Direction musicale : Oswald Sallaberger
Mise en espace et en lumières : Wolfgang Schilly
Chef de choeur Uldis Kokars
Choeur : Ave Sol de Riga
Orchestre de l'Opéra de Rouen


(Oswald Sallaberger)

Tristan : John Treleaven
Isolde : Susan Bullock
Kurwenal : Johannes Mannov
Brangäne : Rosemarie Lang
Roi Marke : Franz-Josef Selig
Melot : Michael Bennet
Un berger : Pascal Bourgeois
Un jeune marin : Patrice Henry
Un pilote : Arnaud Richard

Théâtre des Arts, Rouen
8 février 2004



Ainsi la décentralisation n'est pas un vain mot. Certains mélomanes parisiens devront bousculer leurs certitudes : il existe une vie musicale après le boulevard périphérique. Et sans aller bien loin. Rouen nous le démontre encore une fois.

Depuis deux ans, la ville a décidé de renouer avec sa tradition wagnérienne. Mégalomanie ? Non, le Théâtre des arts s'enorgueillit, à juste titre, d'avoir assuré la création française de Siegfried (c'était le 17 février 1900). Aussi, son directeur musical, Oswald Sallaberger, après avoir reçu Tannhaüser en 2003, accueillait cette année le "doux infidèle" et sa "femme céleste", Tristan et Isolde. Mais, en toute simplicité, comme de vieux amis, sans mise en scène ni falbalas. D'ailleurs le programme annonçait une version de concert. C'est trop de modestie.
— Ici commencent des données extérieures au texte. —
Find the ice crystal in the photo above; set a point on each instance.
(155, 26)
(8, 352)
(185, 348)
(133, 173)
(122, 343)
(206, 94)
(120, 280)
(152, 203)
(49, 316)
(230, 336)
La mise en espace de Wolfgang Schilly ne doit pas être déprisée. Certes, l'orchestre est sur la scène mais les chanteurs ont laissé pupitres et partitions au vestiaire. A défaut d'armures, Ils ont superbement revêtu le geste et l'attitude, autrement indispensables à la théâtralité. Des jeux de lumière accompagnent sobrement l'action. Nous sommes bien à l'opéra. Merci à M. Schilly de le rappeler. Et bravo !

Un tel résultat n'aurait pu être obtenu sans l'engagement des chanteurs. Tous sont dramatiquement exemplaires. Susan Bollock, d'abord. Elle est Isolde, du début à la fin, véritablement habitée par le rôle. Techniquement, la soprano anglaise mène sa barque, sans effort apparent, jusqu'à la liebestod tant attendue. La performance est remarquable. Evidemment, sa reine irlandaise se ressent de son Elektra à Bruxelles. La fureur lui convient mieux que l'élégie. Le timbre peut même sembler ingrat. Qu'importe, elle est souveraine. Le Tristan de John Treleaven convainc moins. Là aussi, la partition demande beaucoup et le ténor n'a pas encore résolu tous ses problèmes techniques. Il parvient à éviter l'accident, mais c'est la justesse qui trinque. L'impression finale demeure cependant positive tant l'implication est grande.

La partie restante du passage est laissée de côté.